There are other approaches, but I feel like this is the simples one to understand and use in practice. During development you can already test if your code diverges, using existing logs.

burntcaramel · on Oct 25, 2023

Is this the problem where you have workflows live and in progress, yet you want to update the workflow and have things not break? Would you want to have multiple versions at once, or rather some way to migrate the in progress ones to the latest workflow definition?

spiffytech · on Oct 25, 2023

The latter.

For short lived workflows, you may not care about updating; just let it finish.

For longer jobs, you want some way to replace the current logic and either resume from where the job left off, or restart it idempotently. Especially if your workflow spans months or years (which at least some of these systems are designed for).

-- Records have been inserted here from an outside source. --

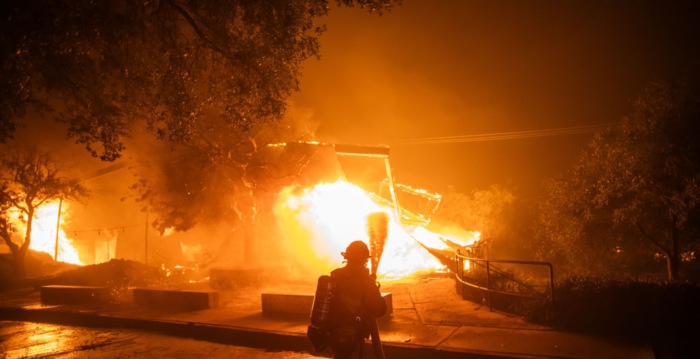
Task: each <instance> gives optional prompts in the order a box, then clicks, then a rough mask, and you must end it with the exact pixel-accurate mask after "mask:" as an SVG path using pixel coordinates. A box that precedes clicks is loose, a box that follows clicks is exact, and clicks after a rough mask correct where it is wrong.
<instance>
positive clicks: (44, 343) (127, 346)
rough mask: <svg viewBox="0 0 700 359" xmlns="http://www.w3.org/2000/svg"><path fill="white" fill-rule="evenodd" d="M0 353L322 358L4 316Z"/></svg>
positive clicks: (72, 356)
mask: <svg viewBox="0 0 700 359" xmlns="http://www.w3.org/2000/svg"><path fill="white" fill-rule="evenodd" d="M0 353H2V358H4V359H14V358H34V359H36V358H49V357H50V358H61V359H68V358H207V359H218V358H251V359H267V358H275V359H302V358H318V357H315V356H312V355H310V354H308V353H298V352H292V351H266V350H262V349H253V348H247V347H240V346H234V345H226V344H218V343H211V342H207V341H202V340H195V339H187V338H178V337H170V336H166V335H160V334H154V333H149V332H141V331H137V330H129V329H105V328H84V327H73V326H67V325H56V324H45V323H31V322H20V321H0Z"/></svg>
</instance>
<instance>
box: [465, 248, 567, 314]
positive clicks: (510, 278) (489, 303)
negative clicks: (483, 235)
mask: <svg viewBox="0 0 700 359" xmlns="http://www.w3.org/2000/svg"><path fill="white" fill-rule="evenodd" d="M465 260H468V261H469V262H470V263H474V264H478V265H481V266H484V265H483V264H481V263H482V262H485V263H486V264H485V267H486V287H483V286H480V285H478V284H474V283H469V282H467V281H465V280H464V261H465ZM455 262H456V266H457V268H456V269H457V270H456V273H455V278H456V279H457V280H458V281H459V282H460V283H462V285H467V286H470V287H473V288H476V289H480V290H483V291H486V296H487V300H488V302H489V311H493V306H492V304H491V293H499V294H504V295H512V296H516V297H525V298H533V299H549V301H550V302H551V301H554V268H553V267H552V264H551V263H549V262H533V261H509V260H491V259H483V258H474V257H468V256H464V255H462V254H461V253H460V250H457V251H456V252H455ZM491 263H505V264H526V265H539V266H547V267H548V268H549V295H548V296H544V297H543V296H536V295H532V293H516V292H507V291H503V290H497V289H493V288H491V270H492V268H491ZM470 268H474V266H470ZM509 279H511V280H515V279H513V278H509ZM516 282H518V283H519V284H522V283H520V282H519V281H516ZM528 287H530V288H532V287H537V286H528ZM463 296H464V295H463Z"/></svg>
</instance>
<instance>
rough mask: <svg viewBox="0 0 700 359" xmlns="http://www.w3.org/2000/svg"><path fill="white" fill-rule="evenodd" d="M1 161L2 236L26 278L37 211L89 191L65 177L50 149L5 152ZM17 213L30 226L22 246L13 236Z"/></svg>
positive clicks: (16, 263) (15, 272) (21, 243)
mask: <svg viewBox="0 0 700 359" xmlns="http://www.w3.org/2000/svg"><path fill="white" fill-rule="evenodd" d="M1 163H2V168H0V179H1V180H2V183H0V237H2V239H3V240H4V241H5V243H6V244H7V245H8V246H9V247H10V250H11V251H12V257H13V261H14V267H15V274H16V275H17V276H20V277H23V276H24V275H25V273H26V268H25V258H26V254H27V251H28V250H29V246H30V244H31V241H32V223H33V221H34V216H35V213H36V210H37V209H38V208H40V207H41V206H43V205H45V204H46V203H48V202H51V201H54V200H57V199H64V200H68V199H74V200H79V199H83V198H86V197H87V195H88V192H87V190H86V189H85V188H84V187H83V186H81V185H79V184H76V183H73V182H71V181H69V180H68V179H67V178H66V177H61V176H60V172H61V168H60V166H59V163H58V162H57V161H56V160H55V159H54V158H53V157H51V155H50V154H48V153H46V152H40V151H38V150H36V149H29V150H25V151H19V150H18V151H14V152H10V153H7V154H5V155H3V157H2V160H1ZM13 216H17V217H18V218H19V219H20V220H21V221H22V222H23V223H24V224H25V225H26V230H25V236H24V241H23V242H22V243H21V245H18V244H16V243H14V242H13V241H12V238H11V235H12V233H13V232H14V230H15V228H14V226H13V224H12V217H13Z"/></svg>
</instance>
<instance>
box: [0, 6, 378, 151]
mask: <svg viewBox="0 0 700 359" xmlns="http://www.w3.org/2000/svg"><path fill="white" fill-rule="evenodd" d="M335 3H336V4H338V5H341V6H354V5H358V6H360V7H362V8H365V9H367V10H369V11H370V12H378V13H381V12H383V11H387V10H388V9H389V8H390V7H391V1H390V0H336V1H335ZM328 6H329V0H291V1H265V0H256V1H244V0H238V1H216V0H205V1H194V0H155V1H142V0H106V1H97V0H67V1H64V0H61V1H56V0H49V1H38V0H26V1H17V0H9V1H4V2H3V3H2V5H0V34H1V35H0V61H1V63H2V67H1V68H0V142H3V141H5V140H6V139H7V138H8V136H11V135H12V133H13V131H14V128H15V125H16V123H17V120H18V119H19V118H21V117H23V116H25V115H26V114H27V113H28V111H33V112H39V113H44V114H51V115H52V116H55V117H56V119H58V120H59V121H62V122H65V123H66V124H68V131H69V132H68V135H69V137H70V138H72V139H74V140H75V141H76V142H77V143H80V144H83V145H85V146H86V148H87V150H88V151H90V153H92V154H93V155H94V156H99V157H100V158H101V159H103V160H107V161H112V160H114V159H116V158H118V157H119V156H120V154H121V152H122V151H123V150H124V142H123V140H124V139H125V138H128V137H129V136H130V135H131V131H132V130H133V128H134V124H135V123H146V124H147V125H148V127H149V128H150V129H151V130H152V131H153V132H154V133H155V134H156V135H157V136H158V137H159V138H162V139H167V140H172V141H176V142H181V141H187V140H190V139H192V137H193V136H194V132H195V131H196V130H197V129H198V128H200V127H202V126H203V122H205V121H203V119H204V118H211V117H216V118H217V119H218V120H219V121H220V122H221V123H223V124H226V126H227V131H229V132H230V131H236V132H246V131H248V130H249V129H250V128H251V127H252V126H253V125H255V124H259V123H269V122H274V121H277V120H279V119H280V118H281V116H282V114H283V112H284V110H285V107H286V100H287V98H288V96H289V95H290V94H291V92H292V91H294V90H296V89H297V88H298V76H299V73H300V69H301V63H302V61H303V60H305V59H307V58H309V57H314V56H319V42H318V36H319V35H320V34H321V33H322V32H323V31H324V30H325V28H324V27H323V26H322V25H318V24H316V21H317V19H319V18H320V17H322V16H325V15H326V14H327V13H328V11H329V7H328Z"/></svg>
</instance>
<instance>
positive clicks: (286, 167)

The challenge is these systens shine when you manage the job state in-memory, but they don't "store" the data in a traditional sense. They just replay your logic and replay the original I/O results. So if your logic changes, the replay breaks and your state goes bye-bye.

(I think of it similarly to React's "rules of hooks": you can't do anything that makes the function call key APIs in a different order than previous executions)

So you either accept that you can never update an in-flight job (in a meaningful way, at least), or you track job state in some other system and throw away the distinguishing feature of these systems.

I'm curious how people normally handle this. When I worked with Azure Durable Functions I couldn't find a way around this.

joshfee · on Oct 25, 2023

I think the problem works both ways too, because for an in progress (but long-running) workflow, you may not want to retroactively apply your new business logic for the part that's already run because that would be unexpected. But for the logic that hasn't run yet, you would certainly want the latest and greatest.

I wonder if there could be an approach where you have both versions live simultaneously, and introduce some sort of "checkpoint" into the old version that would act similar to a DB migration. When re-computing a workflow you could then start from the latest checkpoint, but any workflows that were created with the old version that haven't reached a checkpoint would continue to run the old code until it does.

jen20 · on Oct 25, 2023

You’d likely want either option depending on the lifetime.

jiehong · on Oct 25, 2023

True. That’s one thing well handled by conductor instead.